6- Addition of aminoguanidine to either insulin or metformin did not produce any additional effect on all measured parameters in comparison with the sole treatment with each of them. However, this addition resulted in significant elevation of serum liver enzymes which may indicates liver toxicity of aminoguanidine.
Conclusion:
1- Glycosylated hemoglobin and consequently advanced glycation end-products, which lead to oxidative stress, resulted in impairment of NO and so affecting vascular function in patients with IDDM.
2- Treatment with aminoguanidine, non-hypoglycemic agent, was effective in improving endothelial dysfunction. However, it did not restore endothelial integrity to its normal conditions.
3- All treatments with aminoguanidine resulted in severe elevation of serum liver enzymes, which may indicate its liver toxicity. Thus, clinical trials on diabetic patients are required to evaluate the efficacy and safety of aminoguanidine especially on liver function.

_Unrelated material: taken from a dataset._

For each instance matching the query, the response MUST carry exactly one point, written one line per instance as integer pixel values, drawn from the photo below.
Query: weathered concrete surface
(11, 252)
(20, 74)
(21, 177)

4- Although aminoguanidine alone resulted in partial improvement of endothelial function, which may be due to its inhibition of AGEs, its addition to either insulin or metformin did not produce any additional advantage in reduction of endothelial dysfunction.
5- High dose of metformin did not produce significant decrease on serum creatinine levels, which may be a result of its partial improvement of the metabolic control or due to an intrinsic effect of metformin. So, it is suggested to avoid the treatment with high doses of metformin especially with patients already have some elevation of serum creatinine (not exceed 1.3 and 1.5 mg/dl in men and women respectively).
6- Metformin is suggested to be used primarily to increase the sensitivity to insulin and ensuring complete reduction of glycemia to normal levels. This can be done by using a low dose of both metformin and insulin avoiding the effect of high doses of both metformin on kidney and also the hypoglycemic episodes and weight gain effect of insulin.